Упрямства ей, конечно, было не занимать, и она иногда так напоминала Тротту Михея, что у него комок в горле вставал. И он поражался, как не замечал этого раньше. Даже когда у нее была другая внешность – разве можно перепутать эту бульдожью настойчивость, манеру от обиды или злости глядеть исподлобья, чуть раскачиваясь, или прикусывать в моменты сосредоточенности нижнюю губу, или сопеть от раздумий или эмоций? Очень похожая на мать принцесса иногда так поворачивалась или склоняла голову, что от игры теней вдруг становилась почти копией друга – в чертах, мимике, даже в некоторой неуклюжести движений.
Как крутит узлы жизнь, как оглушающе логичны течения судьбы. Когда-то Михей стал причиной его, Макса, инициации. А сейчас, скорее всего, именно из-за Тротта инициирована дочь друга, из-за его воздействия сорвалась и попала сюда. И не только из-за чувства вины он обязан вывести ее – но и потому, что за много лет впервые появилась возможность отдать долг Михею, которого он не смог спасти. Которого убил.

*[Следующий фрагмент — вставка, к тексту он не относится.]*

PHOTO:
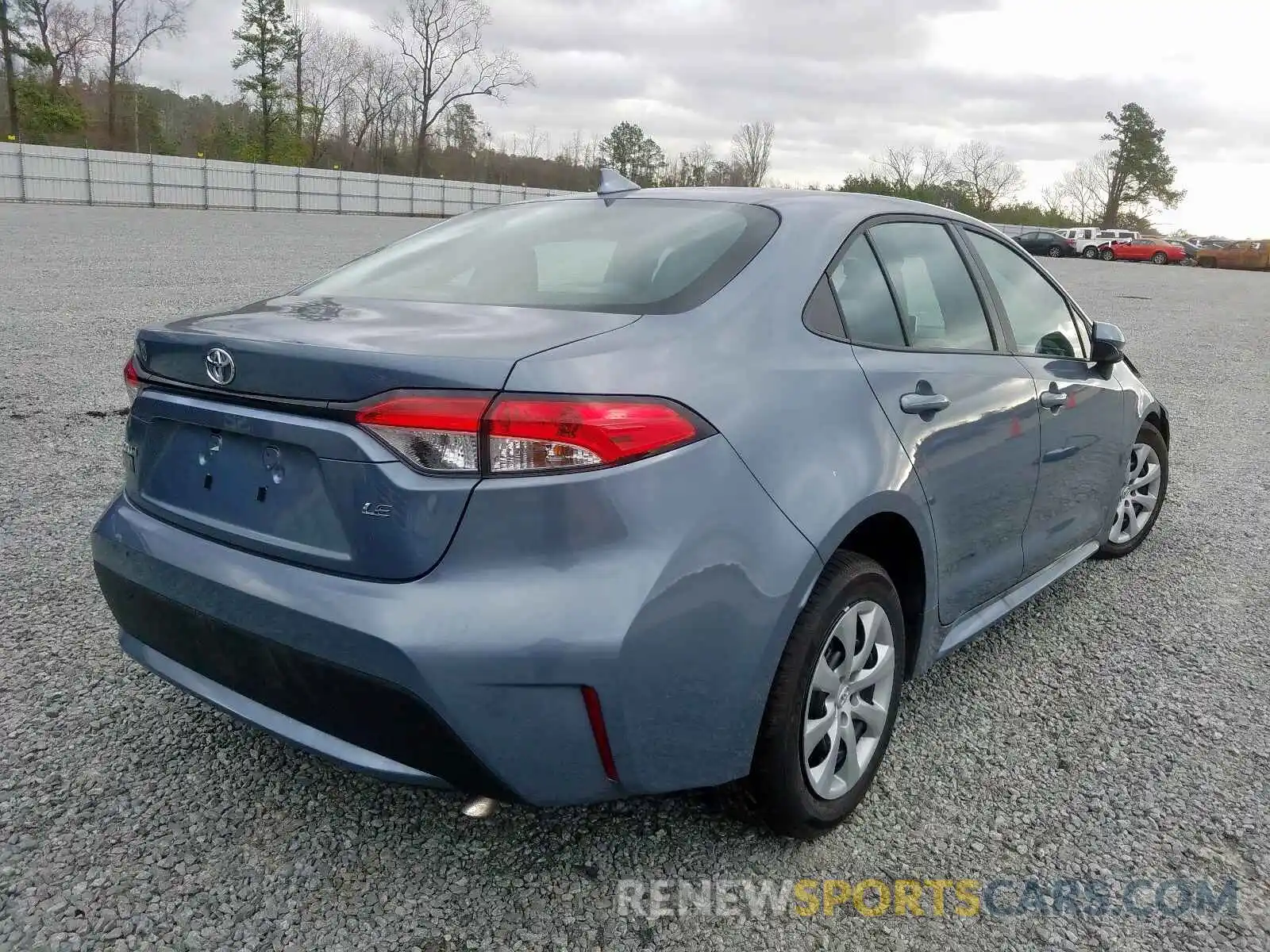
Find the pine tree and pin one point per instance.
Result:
(268, 41)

Выведет его дочь – может, груз на совести станет менее удушающим?
Вообще, она хорошо приспосабливалась. Хныкала куда меньше, чем Макс мог предположить, почти не жаловалась, не лезла из любопытства в норы и не скрывалась из виду, вечерами помогала, чем могла: таскала ветки для костра, просила научить ее разжигать огонь, носила воду, следила, как он разделывает добычу. Глотала слезы, но старалась учиться защищаться, терпела боль, не срывалась в истерику. Еще бы двигалась быстрее, но он и так много требует.
А еще через полчаса Тротт, сорвавшись, орал на принцессу, красную от страха и слез, ругая себя за то, что перехвалил, расслабился, перестал плотно контролировать ее.
– Я говорил вам не отходить от меня, Богуславская! Вы не на прогулке в парке вашего дворца!
– Простите, лорд Тротт, – жалко всхлипывала Алина, размазывая слезы по лицу. Плечи ее тряслись.